Friday, May 20, 2011

The Two Current Economic Issues

After reading a large amount of data, there appear to be two economic issues domestically that are indicators of the slowdown.

1.) Manufacturing. We're seeing one month slowdown readings from a variety of regional Fed indexes. We've seen weaker readings from Dallas, Richmond and Kansas City. This month, we've seen drops in Philadelphia and New York's readings. These readings are confirmed by the latest industrial production number from the Federal Reserve, which took a big hit from auto production decreases caused by Japan's earthquake.

2.) Initial unemployment claims: these spiked to very uncomfortable levels over the last few weeks, but have since dropped back to just over 400,000. We've heard continually that the increase was caused by one-time, seasonal factors. The latest drop adds some credibility to these thesis, but we're still not out of the woods.
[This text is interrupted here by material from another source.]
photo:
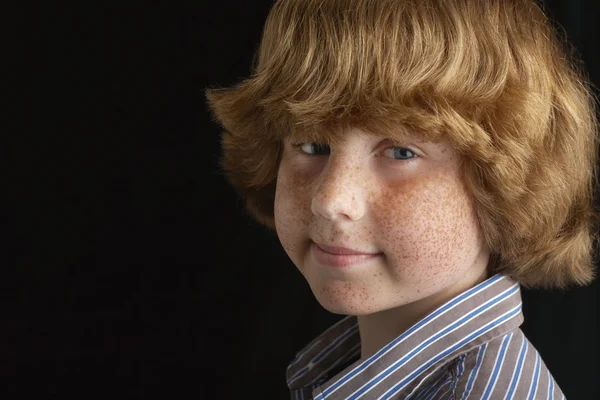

I mention these points, because the latest leading indicators dropped by .3, with the drop caused by lower readings from a majority of the sectors.

Right now the incoming date continues to be mixed; the caution flag is still waving.

2 comments:

Jimdotz said...

In a comment here on March 14th, I wrote:

"Seeing as how I'm usually the one around here to be harping qualitatively on the risk of shocks, let me add this: If the global economy should weather this recent storm of insults successfully, I will finally come to trust in the resilience of the recovery, but I think it'll be three to six months before I come to that conclusion."

Well, it's only been two months so far, and while I'm willing to wait another one to four months before coming to a firm conclusion about "the resilience of the recovery", I have to say that with the latest round of data, I'm starting to lean against it.

P.S. If you haven't seen me around here much in the last month-and-a-half, it's because I've been busy with the chaos of a move from Long Island to beautiful Prescott, Arizona. You may recall me saying that I'd let you know when new hiring was about to pick up because my wife's childcare business would be a leading indicator. Well, let's just say that after two years of trying to survive on expensive Long Island with virtually no new business, we finally had to pack it in and move to less costly environs. We always said we'd retire here to Prescott (highly recommended for that BTW!) so we really just came here a couple of decades early!

Anonymous said...

The "good" news about the weaker manufacturing data is, it does seem to center on supply disruption relating to the Japan earthquake. I say good, because that will likely sort itself out, and the issue isnt something more structural.